Dans le cadre des célébrations de son centenaire, la communauté juive de Zürich organisa en 1984 un festival de la chanson yiddish. L'ensemble Lin Jaldati fut invité à se produire et le spectacle «du seul théâtre yiddish de la RDA» est encore présent dans la mémoire de ceux qui ont eu le privilège d'y assister. La grande presse locale s'en était fait l'écho sous le titre: «Eine Sternstunde», un moment sublime et puissant.
Quant au disque en tant que tel, il contient les extraits essentiels de ce fameux concert. Chansons gaies ou nostalgiques reflétant la vie quotidienne dans les Stetl comme «Die Mame iz gegangen», qui raconte l'histoire d'une mère de famille qui s'est rendue au marché d'où elle a ramené un fiancé potentiel pour sa fille; chansons évoquant la profondeur de l'âme juive comme «Das Pintele», où un hassid raconte dans une lettre à son rabbi ses problèmes existentiels; des poèmes comme celui de Mordekhai Guébirtig écrit en 1938, «Es brennt», une mise en garde contre les dangers qui guettent les Juifs en Europe; des chants d'encouragements comme «Rejzele», qui raconte l'histoire d'une jeune fille dont la maison se met à vivre lorsque sa voix harmonieuse retentit, écrit avant la Shoa par Mordekhai Guébirtig et que Lin a présenté pendant le concert en disant: «Cette chanson, que j'aime beaucoup, je l'ai chantée à maintes reprises à mes camarades prisonniers dans tous les camps où j'ai été internée. J'ai ainsi pu leur donner un peu de courage». Mais la pièce maîtresse de ce CD porte simplement le No.12. Il s'agit d'un poème écrit à Paris en 1945 par Moshé Schulstein, récité de manière émouvante et bouleversante par Lin: «A Barg Chikh», une montagne de souliers juifs, comme celle qu'il a vue à Majdanek. «Des souliers, une montagne plus haute que le mont Blanc, plus sacrée que le mont Sinaï. Des souliers, des petits et des grands, de rabbins, de mariées, de mariés et de petits enfants de toutes les régions d'Europe. Des souliers qui ont mené les gens se promener dans les parcs, danser à des mariages et à des enterrements? jusqu'au jour où ils les ont menés à leur propre enterrement ! Des souliers qui ont été épargnés parce qu'ils étaient en cuir et en étoffe, non pas en chair et en sang. Ces souliers marcheront pour l'éternité comme avertissement pour les générations à venir».

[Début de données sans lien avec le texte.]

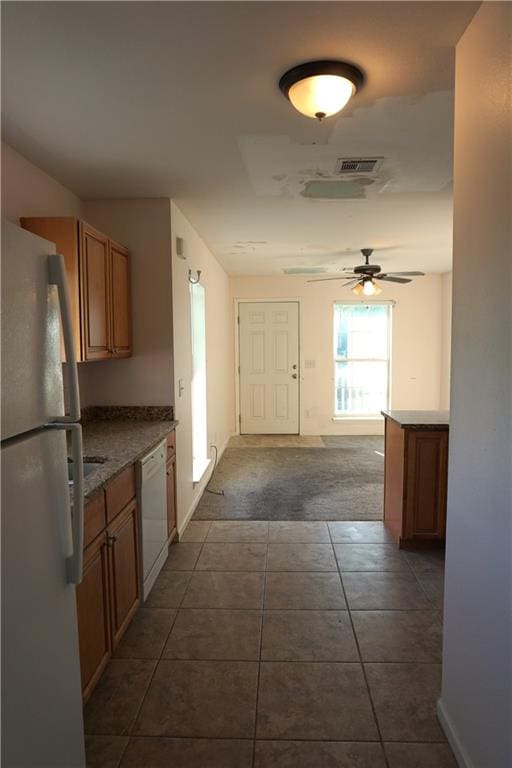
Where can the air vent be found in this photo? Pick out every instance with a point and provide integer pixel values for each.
(358, 164)
(303, 270)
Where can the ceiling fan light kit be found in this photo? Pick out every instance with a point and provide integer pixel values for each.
(319, 89)
(365, 275)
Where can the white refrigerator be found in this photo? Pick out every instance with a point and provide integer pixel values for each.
(42, 537)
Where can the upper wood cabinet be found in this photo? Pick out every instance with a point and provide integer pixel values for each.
(121, 309)
(98, 272)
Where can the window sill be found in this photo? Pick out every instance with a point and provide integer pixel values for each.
(376, 417)
(199, 467)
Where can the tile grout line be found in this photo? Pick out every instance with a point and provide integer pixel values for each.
(374, 712)
(255, 733)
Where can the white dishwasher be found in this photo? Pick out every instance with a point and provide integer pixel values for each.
(152, 493)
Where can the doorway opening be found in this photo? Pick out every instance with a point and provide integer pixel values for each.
(199, 392)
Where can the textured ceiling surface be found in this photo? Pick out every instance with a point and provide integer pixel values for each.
(180, 99)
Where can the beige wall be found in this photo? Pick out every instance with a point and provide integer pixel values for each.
(219, 356)
(446, 339)
(416, 345)
(144, 227)
(29, 191)
(476, 702)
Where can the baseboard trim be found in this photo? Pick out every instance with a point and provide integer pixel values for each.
(200, 490)
(458, 750)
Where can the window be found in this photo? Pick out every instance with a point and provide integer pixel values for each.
(361, 359)
(199, 422)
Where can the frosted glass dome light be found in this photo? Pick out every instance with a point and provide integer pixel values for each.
(320, 89)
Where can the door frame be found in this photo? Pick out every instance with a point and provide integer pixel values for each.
(237, 303)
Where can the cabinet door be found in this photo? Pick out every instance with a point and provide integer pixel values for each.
(121, 302)
(92, 598)
(171, 496)
(95, 294)
(122, 537)
(426, 483)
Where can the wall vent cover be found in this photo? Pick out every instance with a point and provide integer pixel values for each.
(358, 164)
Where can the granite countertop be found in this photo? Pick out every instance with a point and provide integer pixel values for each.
(118, 442)
(420, 419)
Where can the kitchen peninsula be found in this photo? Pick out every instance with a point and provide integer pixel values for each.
(415, 476)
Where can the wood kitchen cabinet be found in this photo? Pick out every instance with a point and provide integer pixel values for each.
(415, 476)
(171, 484)
(93, 610)
(109, 594)
(98, 273)
(122, 541)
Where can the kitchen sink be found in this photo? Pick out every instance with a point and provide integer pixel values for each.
(89, 466)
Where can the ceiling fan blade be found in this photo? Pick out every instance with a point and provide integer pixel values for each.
(406, 273)
(391, 279)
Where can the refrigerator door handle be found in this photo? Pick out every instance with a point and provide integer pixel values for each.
(57, 276)
(74, 563)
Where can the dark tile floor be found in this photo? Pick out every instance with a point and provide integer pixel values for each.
(278, 645)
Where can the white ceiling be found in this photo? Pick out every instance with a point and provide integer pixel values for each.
(180, 99)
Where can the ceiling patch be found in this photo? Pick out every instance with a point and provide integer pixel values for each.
(304, 270)
(334, 190)
(358, 164)
(402, 145)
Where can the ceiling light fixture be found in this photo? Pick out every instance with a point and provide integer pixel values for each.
(321, 88)
(367, 287)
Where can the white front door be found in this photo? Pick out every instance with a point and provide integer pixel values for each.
(269, 367)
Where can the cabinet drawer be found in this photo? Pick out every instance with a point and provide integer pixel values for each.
(171, 444)
(94, 518)
(119, 492)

Entendre et écouter ce disque constitue un instant de qualité même pour ceux qui ne comprennent pas le yiddish. L'expression de la souffrance, de la résistance et de la joie de vivre qui s'y mélangent incitent l'auditeur à la reflexion.

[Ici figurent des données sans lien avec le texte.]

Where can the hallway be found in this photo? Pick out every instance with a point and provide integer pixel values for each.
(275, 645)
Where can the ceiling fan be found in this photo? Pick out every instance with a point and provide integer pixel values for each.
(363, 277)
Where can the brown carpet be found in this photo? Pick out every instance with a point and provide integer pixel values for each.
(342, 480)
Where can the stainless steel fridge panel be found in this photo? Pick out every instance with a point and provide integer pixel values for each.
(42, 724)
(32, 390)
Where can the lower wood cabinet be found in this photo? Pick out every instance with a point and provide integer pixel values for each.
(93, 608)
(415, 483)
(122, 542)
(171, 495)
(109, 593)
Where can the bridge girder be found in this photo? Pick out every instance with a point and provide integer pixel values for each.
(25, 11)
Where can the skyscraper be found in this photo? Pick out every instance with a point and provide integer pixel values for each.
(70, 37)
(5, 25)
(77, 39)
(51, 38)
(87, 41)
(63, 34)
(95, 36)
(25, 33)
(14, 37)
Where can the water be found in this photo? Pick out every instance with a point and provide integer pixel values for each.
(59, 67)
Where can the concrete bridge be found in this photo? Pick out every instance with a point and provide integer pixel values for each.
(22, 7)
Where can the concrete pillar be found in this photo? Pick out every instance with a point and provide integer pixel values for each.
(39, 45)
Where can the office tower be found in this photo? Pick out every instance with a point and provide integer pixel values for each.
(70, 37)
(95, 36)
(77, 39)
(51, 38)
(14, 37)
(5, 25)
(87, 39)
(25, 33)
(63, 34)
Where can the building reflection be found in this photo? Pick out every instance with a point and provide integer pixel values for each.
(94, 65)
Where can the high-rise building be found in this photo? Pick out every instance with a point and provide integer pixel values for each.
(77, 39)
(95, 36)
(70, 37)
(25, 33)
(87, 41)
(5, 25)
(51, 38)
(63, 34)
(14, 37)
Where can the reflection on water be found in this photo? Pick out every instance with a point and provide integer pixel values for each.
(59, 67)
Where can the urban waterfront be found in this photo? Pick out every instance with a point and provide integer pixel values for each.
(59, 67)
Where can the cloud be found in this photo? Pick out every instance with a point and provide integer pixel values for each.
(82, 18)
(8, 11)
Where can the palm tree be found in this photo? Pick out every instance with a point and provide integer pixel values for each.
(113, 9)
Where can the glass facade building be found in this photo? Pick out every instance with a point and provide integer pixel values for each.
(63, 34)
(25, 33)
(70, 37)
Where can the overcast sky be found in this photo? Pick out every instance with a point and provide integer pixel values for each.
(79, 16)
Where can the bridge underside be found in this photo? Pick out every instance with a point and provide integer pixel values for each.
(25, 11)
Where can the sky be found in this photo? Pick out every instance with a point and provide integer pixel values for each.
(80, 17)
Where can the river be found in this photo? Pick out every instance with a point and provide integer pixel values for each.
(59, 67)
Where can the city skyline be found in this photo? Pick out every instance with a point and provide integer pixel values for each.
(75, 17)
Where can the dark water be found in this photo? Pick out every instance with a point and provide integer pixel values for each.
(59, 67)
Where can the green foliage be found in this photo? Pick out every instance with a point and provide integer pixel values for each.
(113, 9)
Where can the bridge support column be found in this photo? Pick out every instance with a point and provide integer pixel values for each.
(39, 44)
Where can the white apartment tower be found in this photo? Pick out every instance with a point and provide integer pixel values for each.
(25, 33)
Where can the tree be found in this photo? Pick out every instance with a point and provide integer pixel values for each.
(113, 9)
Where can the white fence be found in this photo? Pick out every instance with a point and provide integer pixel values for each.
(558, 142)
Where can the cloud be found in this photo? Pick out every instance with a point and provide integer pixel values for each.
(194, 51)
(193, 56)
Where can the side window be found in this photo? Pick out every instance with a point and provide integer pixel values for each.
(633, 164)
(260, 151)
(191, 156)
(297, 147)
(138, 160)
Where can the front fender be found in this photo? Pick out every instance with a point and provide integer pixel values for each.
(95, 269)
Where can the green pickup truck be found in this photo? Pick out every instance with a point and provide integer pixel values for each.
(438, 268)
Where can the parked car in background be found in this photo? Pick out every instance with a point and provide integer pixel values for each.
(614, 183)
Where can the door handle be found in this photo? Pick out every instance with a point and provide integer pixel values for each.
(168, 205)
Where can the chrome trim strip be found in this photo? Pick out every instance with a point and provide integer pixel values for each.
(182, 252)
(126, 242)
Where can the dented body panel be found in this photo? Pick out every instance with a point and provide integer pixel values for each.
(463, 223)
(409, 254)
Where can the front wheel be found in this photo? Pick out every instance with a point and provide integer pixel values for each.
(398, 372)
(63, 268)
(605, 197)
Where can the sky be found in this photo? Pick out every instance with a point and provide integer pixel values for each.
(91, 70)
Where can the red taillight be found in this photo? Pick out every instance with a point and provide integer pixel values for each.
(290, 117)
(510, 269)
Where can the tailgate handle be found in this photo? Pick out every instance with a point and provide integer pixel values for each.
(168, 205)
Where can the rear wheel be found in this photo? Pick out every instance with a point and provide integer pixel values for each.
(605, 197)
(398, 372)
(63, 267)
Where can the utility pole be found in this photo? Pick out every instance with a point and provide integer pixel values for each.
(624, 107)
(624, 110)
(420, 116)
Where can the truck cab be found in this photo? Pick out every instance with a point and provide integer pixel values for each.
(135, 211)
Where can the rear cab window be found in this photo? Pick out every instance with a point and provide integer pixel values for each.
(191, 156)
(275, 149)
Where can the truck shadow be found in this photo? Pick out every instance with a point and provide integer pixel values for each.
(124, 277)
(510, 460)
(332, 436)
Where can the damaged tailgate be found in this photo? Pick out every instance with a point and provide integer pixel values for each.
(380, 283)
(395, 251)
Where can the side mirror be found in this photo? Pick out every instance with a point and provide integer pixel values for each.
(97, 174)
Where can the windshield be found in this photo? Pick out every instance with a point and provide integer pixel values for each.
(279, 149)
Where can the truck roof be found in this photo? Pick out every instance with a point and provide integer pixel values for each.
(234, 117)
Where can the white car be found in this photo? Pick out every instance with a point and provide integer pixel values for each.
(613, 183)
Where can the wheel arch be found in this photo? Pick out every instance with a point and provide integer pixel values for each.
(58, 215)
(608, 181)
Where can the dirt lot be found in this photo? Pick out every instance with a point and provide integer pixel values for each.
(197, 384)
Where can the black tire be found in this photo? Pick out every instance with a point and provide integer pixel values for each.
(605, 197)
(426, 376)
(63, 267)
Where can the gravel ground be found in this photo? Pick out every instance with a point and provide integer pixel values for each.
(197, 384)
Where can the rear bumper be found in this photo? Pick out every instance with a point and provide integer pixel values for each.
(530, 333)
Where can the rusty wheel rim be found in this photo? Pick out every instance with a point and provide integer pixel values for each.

Pour terminer, écoutons Lin Jaldati résumer sa vie: «Je n'ai pas survécu à l'enfer grâce à un seul miracle, mais grâce à une série de miracles, et j'ai consacré mon existence à la survie de la culture yiddish en péril, en particulier de la chanson yiddish que j'aime d'un amour fou».
Lin a réussi puisque aujourd'hui, les chants et la littérature yiddish font partie intégrante du patrimoine culturel juif et international.